Der Geist des Herrn ruht auf mir […]. Er hat mich gesandt, den Blinden zu sagen, dass sie sehen werden…“ In eine Zeit hinein, in der Blindheit ein Massenphänomen war, erhält diese Verheißung nochmal mehr Gewicht. Wegen mangelhafter Ernährung und schlechter Wasserqualität sind zur Zeit von Jesus viel mehr Menschen blind als heute. Und in der Antike war eine übernatürliche Wunderheilung der einzige Ausweg aus dieser Blindheit. Wahrscheinlich gehören Blindenheilungen auch deshalb zu den häufigsten Wundern, die Jesus getan hat. Aber in vielen dieser Berichte hat die Rede von den Blinden, deren Augen aufgetan werden, nicht nur eine körperliche, sondern auch eine geistliche Komponente. Jesus spricht neben körperlichen, äußeren Augen auch von geistlichen, inneren Augen, die Heilung brauchen. Das geistliche Auge, der blinde Fleck der Menschen braucht Heilung. Der blinde Fleck zu meinen, ohne Gott auskommen zu können. Der blinde Fleck, Gott für tot erklärt zu haben. Dieser blinde Fleck braucht Heilung. Er braucht Heilung, damit die Menschen Gott als ihren Schöpfer, Erhalter und Erlöser erkennen.
Diese Heilung geschieht durch Jesus, der Licht in meine Finsternis bringt. In die Finsternis meiner Schuld, meiner Scham, meiner Angst, meiner Sorgen und Nöte. Denn Jesus ist das Licht, das mir blindem Menschen aufgeht, mein Leben erhellt, die Schatten vertreibt und Farbe ins triste grau meines Lebens bringt. Sich nicht von irgendetwas, sondern von Gottes Liebe blenden lassen – das soll das Ziel meines Glaubenslebens sein. Damit ich wie der Mond, der von der Sonne angestrahlt wird, Gottes Licht in das Dunkel dieser Welt weitergeben kann.

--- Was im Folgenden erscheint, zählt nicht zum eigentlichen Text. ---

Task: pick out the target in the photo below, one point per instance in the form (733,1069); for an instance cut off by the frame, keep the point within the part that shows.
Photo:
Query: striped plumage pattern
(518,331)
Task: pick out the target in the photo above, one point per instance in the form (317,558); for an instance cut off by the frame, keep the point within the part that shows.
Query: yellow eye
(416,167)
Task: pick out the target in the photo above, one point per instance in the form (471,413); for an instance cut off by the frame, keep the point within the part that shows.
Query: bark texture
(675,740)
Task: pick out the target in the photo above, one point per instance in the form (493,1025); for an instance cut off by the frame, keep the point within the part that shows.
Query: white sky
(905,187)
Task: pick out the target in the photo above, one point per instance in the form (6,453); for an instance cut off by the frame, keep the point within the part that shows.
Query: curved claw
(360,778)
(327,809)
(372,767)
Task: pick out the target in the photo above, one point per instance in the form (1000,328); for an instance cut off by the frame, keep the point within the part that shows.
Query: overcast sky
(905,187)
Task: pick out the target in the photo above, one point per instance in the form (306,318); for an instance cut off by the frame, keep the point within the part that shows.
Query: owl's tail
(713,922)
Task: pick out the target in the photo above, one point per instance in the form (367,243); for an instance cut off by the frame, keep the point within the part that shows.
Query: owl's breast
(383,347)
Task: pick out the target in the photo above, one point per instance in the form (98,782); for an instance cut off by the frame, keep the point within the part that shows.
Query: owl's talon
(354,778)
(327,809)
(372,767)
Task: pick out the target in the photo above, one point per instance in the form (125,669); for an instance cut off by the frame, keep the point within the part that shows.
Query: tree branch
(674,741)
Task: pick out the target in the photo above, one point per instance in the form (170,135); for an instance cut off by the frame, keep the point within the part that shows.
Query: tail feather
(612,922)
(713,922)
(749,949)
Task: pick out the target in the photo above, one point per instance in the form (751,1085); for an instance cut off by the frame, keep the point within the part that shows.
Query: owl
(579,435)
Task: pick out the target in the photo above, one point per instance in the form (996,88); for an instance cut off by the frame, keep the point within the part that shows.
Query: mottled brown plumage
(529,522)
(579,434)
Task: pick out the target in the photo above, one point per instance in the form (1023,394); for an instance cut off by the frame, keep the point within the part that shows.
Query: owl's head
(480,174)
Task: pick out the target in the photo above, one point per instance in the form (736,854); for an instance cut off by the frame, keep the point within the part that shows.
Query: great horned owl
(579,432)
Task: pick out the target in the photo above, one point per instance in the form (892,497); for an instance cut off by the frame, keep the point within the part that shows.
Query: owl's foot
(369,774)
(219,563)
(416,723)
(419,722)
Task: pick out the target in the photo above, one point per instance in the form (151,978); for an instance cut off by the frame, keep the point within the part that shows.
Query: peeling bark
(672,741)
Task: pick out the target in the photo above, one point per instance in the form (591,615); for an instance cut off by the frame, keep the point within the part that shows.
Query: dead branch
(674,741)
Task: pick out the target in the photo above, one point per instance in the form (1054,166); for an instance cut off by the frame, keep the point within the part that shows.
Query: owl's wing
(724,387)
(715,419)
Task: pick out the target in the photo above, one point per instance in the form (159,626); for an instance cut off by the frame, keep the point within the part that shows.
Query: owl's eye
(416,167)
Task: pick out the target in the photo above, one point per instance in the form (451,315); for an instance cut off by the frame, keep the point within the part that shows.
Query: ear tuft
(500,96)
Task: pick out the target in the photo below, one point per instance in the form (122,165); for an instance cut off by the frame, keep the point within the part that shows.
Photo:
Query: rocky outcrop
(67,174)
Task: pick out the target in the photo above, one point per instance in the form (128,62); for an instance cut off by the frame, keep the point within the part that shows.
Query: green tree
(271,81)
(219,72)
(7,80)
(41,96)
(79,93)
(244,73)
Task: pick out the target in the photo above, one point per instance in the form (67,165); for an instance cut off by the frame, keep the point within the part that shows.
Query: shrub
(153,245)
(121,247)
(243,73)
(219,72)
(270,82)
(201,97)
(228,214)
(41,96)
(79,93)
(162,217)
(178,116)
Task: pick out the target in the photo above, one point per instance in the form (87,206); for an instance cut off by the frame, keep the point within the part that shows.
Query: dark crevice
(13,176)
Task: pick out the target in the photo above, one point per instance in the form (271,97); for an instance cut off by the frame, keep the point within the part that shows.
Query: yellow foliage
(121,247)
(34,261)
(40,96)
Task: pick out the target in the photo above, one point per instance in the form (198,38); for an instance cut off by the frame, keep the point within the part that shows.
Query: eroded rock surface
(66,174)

Der Geist des Herrn ruft auf uns

Der Geist des Herrn ruht auf mir […]. Er hat mich gesandt, den Unterdrückten Freiheit zu bringen…“ – Momentmal, hatten wir das nicht schon? Vorhin war doch auch schon die Rede von Freiheit, von der Freiheit für Gefangene? In der Tat: Meiner Meinung nach wählt Jesus diese Wiederholung absichtlich. Denn von der Freiheit für Unterdrückte ist im ursprünglichen Schriftzitat von Jesaja 61 gar nicht die Rede. Vielmehr fügt Jesus hier (spontan) etwas aus Jesaja 58,6 an, wo Gott sein Volk und seine Kirche auffordert: „Löst die Fesseln der zu Unrecht Gefangenen, bindet ihr drückendes Joch los! Lasst die Misshandelten frei und macht jeder Unterdrückung ein Ende!“ In diesen Worten spitzt sich etwas zu, was in dieser Predigt bereits mehrfach angeklungen ist: Der Geist des Herrn ruht nicht nur auf Jesus. Er ruht auch auf uns. Wir sind Geistträger Gottes. Und dieser Geist sendet uns zu den Unterdrückten, um ihrer Unterdrückung – ihrer Armut, ihrer Gefangenschaft, ihrer Blindheit oder was es sonst noch ist – ein Ende zu machen. Die Unterdrückten fassen für mich all die Menschen zusammen, von denen bereits die Rede war. Die Unterdrückten sind im eigentlichen Sinn nicht eine vierte Personengruppe. Sie sind die Zusammenfassung all derer, für die Jesus auf diese Erde gekommen ist. Und für die er dich und mich in diese Welt sendet.

Eine bessere Welt

Aus eigener Kraft, die Welt besser zu machen, geht nicht. Wir werden daran scheitern! Gott weiß, dass wir Menschen mehr als Ideale und Gesetze brauchen, um den Traum der besseren Welt wahr werden zu lassen. Wir brauchen einen, der uns dabei hilft. Einen, der uns Menschen erlöst! In Jesus Christus finden wir die Verkörperung der Hoffnung auf eine bessere Welt. Er eröffnet uns die Sicht auf eine Realität, in der die Armen die Freuden des Himmelreichs erben, die Gefangenen in die Freiheit entlassen werden, die Blinden das Licht sehen und die Unterdrückten von ihren Ketten befreit werden. Diese Verheißung wird durch seine Präsenz und seine Taten lebendig.
Ostern, das Fest der Auferstehung, ist der Höhepunkt dieser Hoffnung. Denn in Jesu Auferstehung liegt die Gewissheit, dass Gottes Liebe und Macht stärker sind als jede Dunkelheit, jede Fessel und jede Hoffnungslosigkeit. Ostern erinnert uns daran, dass das, was Jesus verkündigt hat, nicht nur Worte waren, sondern eine Wirklichkeit, die uns heute und jeden Tag erfasst. Amen.